La celebración de declaración de la Guerra de Independencia de México, es vista históricamente como la simple ruptura de la Nueva España con la monarquía española, simplificando sus causas y su profundo contenido social. Pues así como la Revolución Francesa significó un cambio de época, las repercusiones de las ideas enciclopédicas aterrizaron en el antiguo Virreinato mexicano, dando lugar a un nuevo régimen político y tipo de economía.
No se puede hablar seriamente de la Guerra de Independencia sin profundizar en su complejidad histórica. Poco se ha hablado de lo contradictorio de este proceso de principios del siglo XIX; de la radicalización de los sectores autonomistas que en un principio reivindicaban la autoridad del depuesto monarca Felipe Vll por Napoleón; del contenido de clase que tuvo al sublevarse el pueblo sometido contra los privilegios de los nobles y la Iglesia —que también buscaban una relativa independencia—, y el rol progresista de la clase media criolla.
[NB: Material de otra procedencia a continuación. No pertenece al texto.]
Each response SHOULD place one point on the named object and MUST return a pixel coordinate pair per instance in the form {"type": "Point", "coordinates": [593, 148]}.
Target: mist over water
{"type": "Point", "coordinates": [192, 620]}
Paradójicamente, al invadir España en 1808, el ejército invasor de Napoleón, alimentaba en el viejo imperio peninsular las ideas liberales plasmadas en la Declaración de los Derechos del Hombre y del Ciudadano de 1789 logradas con la Revolución Francesa. Así, el pueblo español tomaba como bandera una de sus principales postulados de esa revolución, como lo es la soberanía de la nación, de la que se desprendían la elaboración de la Constitución y la tolerancia religiosa. Esta fue la base de una guerra popular por la independencia de España, aunque, contradictoriamente, fuera en nombre de la monarquía, esa que había pactado la entrega del trono a Napoleón.
La resistencia del combativo pueblo español levantado en armas enfrentó al entonces invencible ejército francés mediante la guerra de guerrillas y creó formas autónomas de gobierno como las Juntas Locales que expresaban en los hechos, en los tiempos de ascenso burgués, formas de doble poder, pese a sus limitaciones políticas y militares.
En la Nueva España, las noticias de este suceso alentaron las ideas liberales que darían lugar más tarde —mediante un turbulento proceso de guerra civil— a un nuevo Estado Nación y a un cambio esencial del régimen. Fue un parteaguas histórico que más tarde se radicalizará y cuestionará el “derecho divino” al trono de los Borbones, en los territorios de América bajo dominio español. Es innegable que la resistencia popular española y su espíritu patriótico ante la ocupación napoleónica, ligadas a las ideas de los liberales españoles, ejercieron una influencia determinante en los criollos en la Nueva España. Estos fueron factores que alentaron en la Nueva España la chispa de la independencia con respecto a la corona española.
Y es que en la Nueva España —ante el vacío de poder en la Península Española—, algunos pensaron que debía dotarse de un gobierno provisional propio, parecido al modelo de las juntas de la Península. Esta idea se radicalizó cuando algunos criollos liberales (incluidos sectores eclesiásticos ilustrados), se propusieron depositar la soberanía en la Audiencia y el Cabildo del Virreinato, provocando así el enfrentamiento de dos corrientes de pensamiento y de intereses: la de los criollos y españoles leales a la monarquía, y la de los criollos que vieron la oportunidad de adoptar formas de gobierno más independientes de la corona española, apoyándose en las aspiraciones libertarias de las masas.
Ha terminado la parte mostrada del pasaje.